The death toll from a huge explosion that rocked a gas plant in central China rose to 12, state media said Saturday, with three people still missing.
Friday’s blast at the Henan Coal Gas Group factory left another 13 people seriously wounded and more with light injuries, said official news agency Xinhua, report AFP.
The blast shattered windows and doors of buildings in a three-kilometre (1.9-mile) radius.
It occurred in the air separation unit of Henan Coal’s factory, state broadcaster CCTV said, with Xinhua saying a device in the factory exploded at 5:45 pm on Friday.
All production at the plant has been stopped. More than 270 rescuers are on the scene searching for the missing people, Xinhua said, citing the emergency management ministry.
“Many windows and doors within a three-kilometre radius were shattered, and some interior doors were also blown out by the blast,” CCTV said on its Twitter-like Weibo social media account.
Local media showed amateur videos of a massive column of black smoke billowing from the factory and debris littering the roads.
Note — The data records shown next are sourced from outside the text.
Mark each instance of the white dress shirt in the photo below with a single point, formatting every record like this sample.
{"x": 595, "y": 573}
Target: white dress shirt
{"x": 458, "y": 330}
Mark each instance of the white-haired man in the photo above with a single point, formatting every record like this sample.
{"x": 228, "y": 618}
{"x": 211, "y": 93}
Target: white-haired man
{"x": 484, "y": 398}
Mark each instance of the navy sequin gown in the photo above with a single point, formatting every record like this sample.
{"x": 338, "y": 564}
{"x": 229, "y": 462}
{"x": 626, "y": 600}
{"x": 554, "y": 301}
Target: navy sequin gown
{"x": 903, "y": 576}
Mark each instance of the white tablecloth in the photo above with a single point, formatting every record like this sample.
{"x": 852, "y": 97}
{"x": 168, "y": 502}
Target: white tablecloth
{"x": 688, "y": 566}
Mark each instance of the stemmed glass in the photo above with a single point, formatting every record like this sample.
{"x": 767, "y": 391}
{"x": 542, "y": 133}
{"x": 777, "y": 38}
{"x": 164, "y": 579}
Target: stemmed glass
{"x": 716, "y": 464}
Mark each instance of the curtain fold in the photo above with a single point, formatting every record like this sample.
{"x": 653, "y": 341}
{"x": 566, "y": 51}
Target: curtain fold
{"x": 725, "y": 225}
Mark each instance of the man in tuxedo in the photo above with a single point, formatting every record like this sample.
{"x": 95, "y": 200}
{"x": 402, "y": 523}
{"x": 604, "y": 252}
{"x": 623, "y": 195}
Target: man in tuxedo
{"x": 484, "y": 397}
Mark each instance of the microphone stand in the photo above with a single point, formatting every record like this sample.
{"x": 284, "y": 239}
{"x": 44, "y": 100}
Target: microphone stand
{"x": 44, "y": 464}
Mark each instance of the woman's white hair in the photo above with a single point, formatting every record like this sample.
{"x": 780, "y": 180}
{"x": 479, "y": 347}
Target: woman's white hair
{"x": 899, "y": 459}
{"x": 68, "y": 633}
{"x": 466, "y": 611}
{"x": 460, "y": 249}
Other images showed the doors and windows of homes blown out and shuttered shops with dented metal fronts.
A bloodied man was seen being helped out of a van in a video posted on social media. AFP could not immediately verify the authenticity of the footage.
Deadly industrial accidents are common in China, where safety regulations are often poorly enforced.
In March, a blast at a chemical plant in eastern Jiangsu province killed 78 people and injured hundreds.
The powerful explosion in the eastern city of Yancheng toppled several buildings in the industrial park, blew out windows of nearby homes and even dented metal garage doors.
Authorities detained two dozen people in connection with the March 21 blast, which prompted the government to order a nationwide inspection of chemical firms.
A week after that explosion, seven died following a blast at an electronics component manufacturer in the same province.
In November, a gas leak at a plant in the northern Chinese city of Zhangjiakou — which will host the 2022 Winter Olympics — killed 24 people and injured 21 others.
Leaked chloroethylene came in contact with a fire source causing the explosion, authorities said in a February report, which also claimed the Chinese chemical firm responsible for the accident had concealed information and misled investigators. In 2015, China suffered one of its worst industrial accidents when giant chemical blasts in the northern port city of Tianjin killed at least 165 people.